Composition and Structure Measurements in an Ionospheric Barium Cloud

· Air Force Geophysics Laboratory, Air Force Systems Command, United States Air Force
Ebook
31
Pages

About this ebook

A 48 kg barium payload was launched from Eglin Air Force Base, Florida on 12 December 1980 at 2311 GMT and detonated at 183.7 km. At 2342:50.25 GMT, a second rocket, instrumented with an ion mass spectrometer and pulsed plasma probes, was fired to traverse the barium cloud. Composition, ion density, and structure measurements were acquired up to 241.2 km in both the natural and disturbed ionosphere. The rocket penetrated the barium cloud between 147 and 184 km.

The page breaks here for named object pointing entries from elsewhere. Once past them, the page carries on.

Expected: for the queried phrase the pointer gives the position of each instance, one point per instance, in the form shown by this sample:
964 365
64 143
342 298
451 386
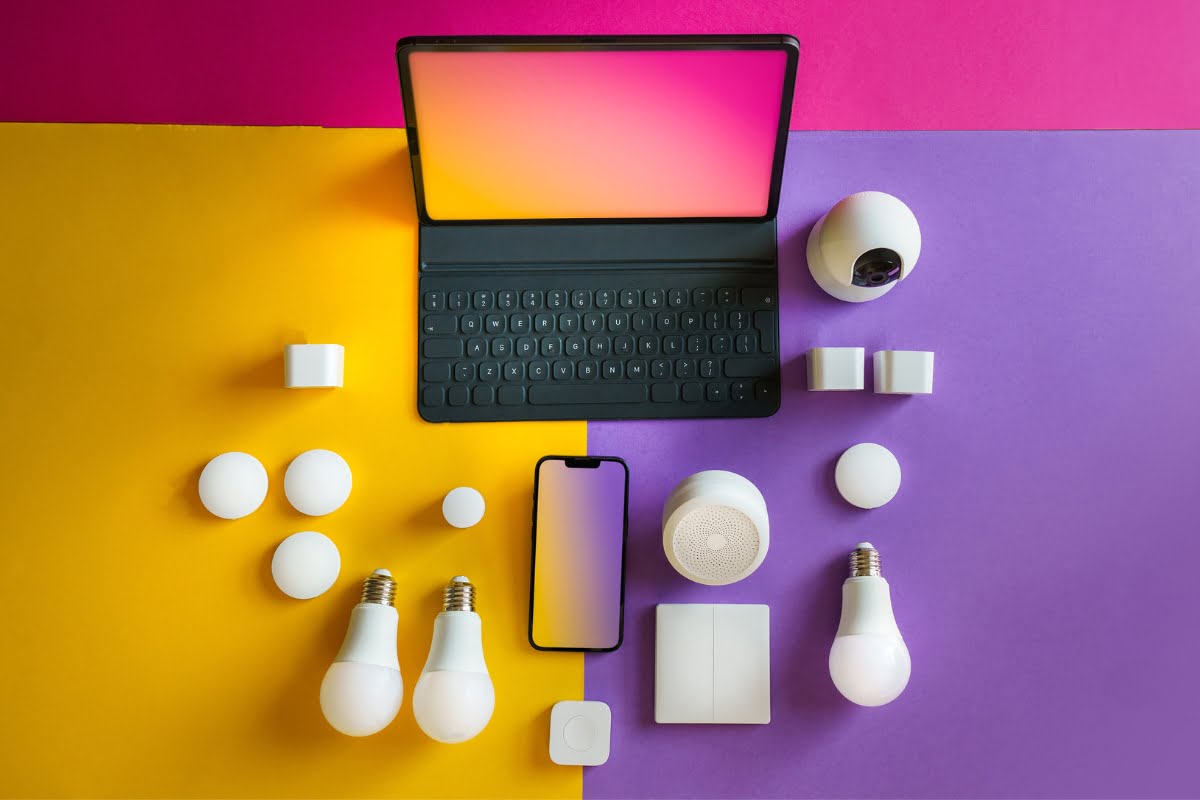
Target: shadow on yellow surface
150 278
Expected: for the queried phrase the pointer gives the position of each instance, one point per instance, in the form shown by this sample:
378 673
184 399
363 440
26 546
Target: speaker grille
715 542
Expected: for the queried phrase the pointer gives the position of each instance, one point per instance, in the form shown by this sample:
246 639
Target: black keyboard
586 347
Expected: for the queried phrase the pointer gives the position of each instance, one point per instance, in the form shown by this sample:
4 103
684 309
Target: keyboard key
569 323
749 367
442 348
759 298
567 395
511 395
437 372
664 392
435 301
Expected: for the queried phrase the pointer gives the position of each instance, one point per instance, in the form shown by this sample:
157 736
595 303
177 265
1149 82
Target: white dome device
864 246
714 528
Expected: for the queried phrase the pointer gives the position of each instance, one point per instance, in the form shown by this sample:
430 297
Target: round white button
233 485
580 733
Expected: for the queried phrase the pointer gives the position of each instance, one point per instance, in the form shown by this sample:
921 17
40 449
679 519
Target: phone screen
579 553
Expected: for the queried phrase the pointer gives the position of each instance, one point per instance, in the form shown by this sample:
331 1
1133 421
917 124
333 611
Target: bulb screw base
864 563
459 596
379 588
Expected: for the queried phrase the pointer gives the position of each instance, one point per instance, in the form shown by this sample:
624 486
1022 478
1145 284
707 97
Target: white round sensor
233 485
868 475
317 482
463 506
305 565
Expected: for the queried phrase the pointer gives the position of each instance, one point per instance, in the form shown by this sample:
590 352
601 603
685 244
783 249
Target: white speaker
714 528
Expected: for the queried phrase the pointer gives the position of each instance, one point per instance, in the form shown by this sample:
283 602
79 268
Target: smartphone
580 524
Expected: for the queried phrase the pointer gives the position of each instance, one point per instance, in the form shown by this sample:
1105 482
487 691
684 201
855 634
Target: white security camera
864 246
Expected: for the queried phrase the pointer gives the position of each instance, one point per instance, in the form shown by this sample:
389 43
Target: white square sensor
580 733
712 663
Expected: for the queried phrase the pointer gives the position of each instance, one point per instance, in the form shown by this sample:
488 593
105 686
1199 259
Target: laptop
597 224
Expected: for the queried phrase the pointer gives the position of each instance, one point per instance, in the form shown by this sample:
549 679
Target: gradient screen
579 555
597 133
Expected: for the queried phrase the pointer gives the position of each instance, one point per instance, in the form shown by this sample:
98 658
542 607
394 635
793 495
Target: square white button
580 732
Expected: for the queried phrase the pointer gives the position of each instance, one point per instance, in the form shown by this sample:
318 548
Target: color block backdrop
1039 547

In addition to the Ba+, Ba++ produced by H Lyman alpha ionization, and Ca+, an impurity in the barium were detected in the cloud. A peak barium ion concentration of about 6,000,000 ions cu cm was measured at 161 km where the ionospheric NO+ and O2+ ions were essentially eliminated by large recombination loss. The bottom side of the barium cloud had a relatively smooth structure while the top side showed significant density fluctuations. The first experimental evidence of a theoretically predicted E region 'image cloud' was found in the form of an enhanced NO+ layer just below the barium cloud. Unexplained wave-like density variations in O+, NO+, and O2(+) also were seen above the barium cloud to 195 km. A quantitative estimate of the outgassing water vapor concentrations near the payload's surface was made using the fast change transfer rate coefficient for O+ + H2O yields H2O+ + O that created the observed water vapor ions.